[PATCH v1 3/8] KVM/x86/vPMU: optimize intel vPMU

From: Wei Wang <wei.w.wang@intel.com>
To: linux-kernel@vger.kernel.org, kvm@vger.kernel.org,
	pbonzini@redhat.com, ak@linux.intel.com, peterz@infradead.org
Cc: mingo@redhat.com, rkrcmar@redhat.com, like.xu@intel.com,
	wei.w.wang@intel.com
Subject: [PATCH v1 3/8] KVM/x86/vPMU: optimize intel vPMU
Date: Thu,  1 Nov 2018 18:04:03 +0800	[thread overview]
Message-ID: <1541066648-40690-4-git-send-email-wei.w.wang@intel.com> (raw)
In-Reply-To: <1541066648-40690-1-git-send-email-wei.w.wang@intel.com>

Current vPMU relies on the host perf software stack to update the guest
change of the perf counter MSRs. The whole process includes releasing the
old perf event and re-creating a new one. This results in around 2500000ns
overhead to update a perf counter control MSR.

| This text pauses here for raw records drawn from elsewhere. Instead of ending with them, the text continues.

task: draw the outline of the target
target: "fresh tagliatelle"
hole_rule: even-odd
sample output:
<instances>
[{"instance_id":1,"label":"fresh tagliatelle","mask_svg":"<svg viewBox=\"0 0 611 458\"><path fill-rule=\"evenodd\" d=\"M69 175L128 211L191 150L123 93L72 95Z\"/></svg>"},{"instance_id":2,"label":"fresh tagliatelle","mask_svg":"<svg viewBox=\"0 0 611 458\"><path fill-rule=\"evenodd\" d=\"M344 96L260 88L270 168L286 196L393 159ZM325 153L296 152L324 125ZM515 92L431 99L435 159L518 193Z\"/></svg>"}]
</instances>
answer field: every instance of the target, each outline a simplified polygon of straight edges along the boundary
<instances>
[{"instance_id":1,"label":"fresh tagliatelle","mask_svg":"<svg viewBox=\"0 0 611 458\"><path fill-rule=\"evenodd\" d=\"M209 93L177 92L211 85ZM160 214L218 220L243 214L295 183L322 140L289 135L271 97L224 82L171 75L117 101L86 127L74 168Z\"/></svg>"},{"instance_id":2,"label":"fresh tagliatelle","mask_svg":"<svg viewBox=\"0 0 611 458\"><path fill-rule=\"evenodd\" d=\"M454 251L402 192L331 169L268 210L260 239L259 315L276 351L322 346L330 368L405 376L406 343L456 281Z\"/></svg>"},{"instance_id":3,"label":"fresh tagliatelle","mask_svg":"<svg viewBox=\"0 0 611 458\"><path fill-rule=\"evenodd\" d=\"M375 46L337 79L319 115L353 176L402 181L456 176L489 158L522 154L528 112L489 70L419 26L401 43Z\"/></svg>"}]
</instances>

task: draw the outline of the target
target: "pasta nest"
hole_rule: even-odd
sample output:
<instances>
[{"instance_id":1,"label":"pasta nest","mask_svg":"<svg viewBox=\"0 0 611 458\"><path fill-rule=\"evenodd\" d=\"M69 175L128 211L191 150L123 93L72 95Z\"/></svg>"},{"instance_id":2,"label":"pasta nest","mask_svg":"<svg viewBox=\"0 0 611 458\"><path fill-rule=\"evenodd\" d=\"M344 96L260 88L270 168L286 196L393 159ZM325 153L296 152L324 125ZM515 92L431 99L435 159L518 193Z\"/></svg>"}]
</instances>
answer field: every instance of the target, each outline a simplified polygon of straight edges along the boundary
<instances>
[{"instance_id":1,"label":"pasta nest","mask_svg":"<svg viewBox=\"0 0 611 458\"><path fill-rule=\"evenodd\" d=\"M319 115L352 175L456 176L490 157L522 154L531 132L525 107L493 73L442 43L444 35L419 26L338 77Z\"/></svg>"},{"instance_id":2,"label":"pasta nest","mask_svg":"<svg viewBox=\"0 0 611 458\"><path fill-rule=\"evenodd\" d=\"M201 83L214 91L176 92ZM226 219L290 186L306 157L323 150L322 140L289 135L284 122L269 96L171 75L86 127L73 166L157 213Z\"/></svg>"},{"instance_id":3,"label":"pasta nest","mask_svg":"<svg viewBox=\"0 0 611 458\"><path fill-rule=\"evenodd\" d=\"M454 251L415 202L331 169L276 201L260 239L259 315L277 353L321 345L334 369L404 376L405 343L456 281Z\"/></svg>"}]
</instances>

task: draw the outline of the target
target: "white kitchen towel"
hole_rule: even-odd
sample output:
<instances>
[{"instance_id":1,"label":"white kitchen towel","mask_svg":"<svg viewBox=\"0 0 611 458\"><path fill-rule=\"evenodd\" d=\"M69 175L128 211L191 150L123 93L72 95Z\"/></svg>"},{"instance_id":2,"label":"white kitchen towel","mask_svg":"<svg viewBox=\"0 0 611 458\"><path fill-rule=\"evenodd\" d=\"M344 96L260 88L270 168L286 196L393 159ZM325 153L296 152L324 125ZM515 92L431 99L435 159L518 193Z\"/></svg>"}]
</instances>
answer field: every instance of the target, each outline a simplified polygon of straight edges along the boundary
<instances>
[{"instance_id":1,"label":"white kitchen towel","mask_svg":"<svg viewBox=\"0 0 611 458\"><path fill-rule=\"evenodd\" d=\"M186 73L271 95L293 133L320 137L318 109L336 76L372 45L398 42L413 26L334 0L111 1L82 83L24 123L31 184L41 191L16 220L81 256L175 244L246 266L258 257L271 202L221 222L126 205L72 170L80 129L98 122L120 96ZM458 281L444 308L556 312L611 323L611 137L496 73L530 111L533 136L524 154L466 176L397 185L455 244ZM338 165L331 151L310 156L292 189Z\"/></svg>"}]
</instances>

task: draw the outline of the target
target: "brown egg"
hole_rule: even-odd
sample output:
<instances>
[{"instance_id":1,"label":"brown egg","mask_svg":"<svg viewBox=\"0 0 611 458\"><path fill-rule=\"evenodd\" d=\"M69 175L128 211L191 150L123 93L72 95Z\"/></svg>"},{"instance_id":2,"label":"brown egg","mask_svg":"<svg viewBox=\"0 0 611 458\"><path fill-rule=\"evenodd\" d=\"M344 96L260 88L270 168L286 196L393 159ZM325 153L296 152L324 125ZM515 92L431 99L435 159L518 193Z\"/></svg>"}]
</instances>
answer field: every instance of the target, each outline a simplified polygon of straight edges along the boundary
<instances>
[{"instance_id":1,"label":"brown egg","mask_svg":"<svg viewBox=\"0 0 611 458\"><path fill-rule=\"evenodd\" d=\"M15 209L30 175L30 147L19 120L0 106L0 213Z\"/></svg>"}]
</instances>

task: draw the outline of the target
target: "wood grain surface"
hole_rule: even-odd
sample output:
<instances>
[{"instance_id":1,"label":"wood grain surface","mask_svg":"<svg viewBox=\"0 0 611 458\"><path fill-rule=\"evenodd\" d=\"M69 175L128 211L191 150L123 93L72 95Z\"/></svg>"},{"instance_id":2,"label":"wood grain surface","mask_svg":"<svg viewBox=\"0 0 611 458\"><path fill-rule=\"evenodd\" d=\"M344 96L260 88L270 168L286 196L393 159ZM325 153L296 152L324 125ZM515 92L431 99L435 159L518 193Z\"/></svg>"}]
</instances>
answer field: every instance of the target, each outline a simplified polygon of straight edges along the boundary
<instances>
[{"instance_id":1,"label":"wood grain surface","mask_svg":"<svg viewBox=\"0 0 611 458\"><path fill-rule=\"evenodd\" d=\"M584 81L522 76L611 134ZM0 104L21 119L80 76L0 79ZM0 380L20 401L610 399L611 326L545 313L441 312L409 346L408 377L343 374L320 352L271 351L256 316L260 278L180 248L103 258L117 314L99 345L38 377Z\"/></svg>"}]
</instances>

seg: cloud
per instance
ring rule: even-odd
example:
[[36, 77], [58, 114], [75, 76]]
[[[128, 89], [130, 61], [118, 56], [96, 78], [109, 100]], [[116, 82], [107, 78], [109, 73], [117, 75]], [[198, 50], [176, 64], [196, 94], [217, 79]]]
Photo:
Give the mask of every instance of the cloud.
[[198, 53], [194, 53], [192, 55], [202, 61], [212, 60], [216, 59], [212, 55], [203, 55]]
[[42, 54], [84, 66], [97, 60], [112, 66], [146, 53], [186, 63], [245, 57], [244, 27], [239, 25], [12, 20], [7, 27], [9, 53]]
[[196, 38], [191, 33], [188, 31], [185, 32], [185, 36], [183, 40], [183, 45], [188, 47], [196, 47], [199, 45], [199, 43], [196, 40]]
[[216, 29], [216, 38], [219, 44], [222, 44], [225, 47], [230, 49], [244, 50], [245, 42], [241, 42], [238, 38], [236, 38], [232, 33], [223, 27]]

This can be avoided by having the vPMU layer directly sits on the hardware
perf counters, and in this case the guest accesses to the virtual perf
counters can be directly applied to the related hardware counter by vPMU.
The guest used counters are taken from the host perf core via
x86_perf_mask_perf_counters, which in most cases is a bit-setting of the
guest mask.

This patch implements the handling of guest accesses to the perf counter
MSRs. A host perf counter is assigned to the guest when the guest has the
vPMC enabled and returned to the host when the vPMC gets disabled.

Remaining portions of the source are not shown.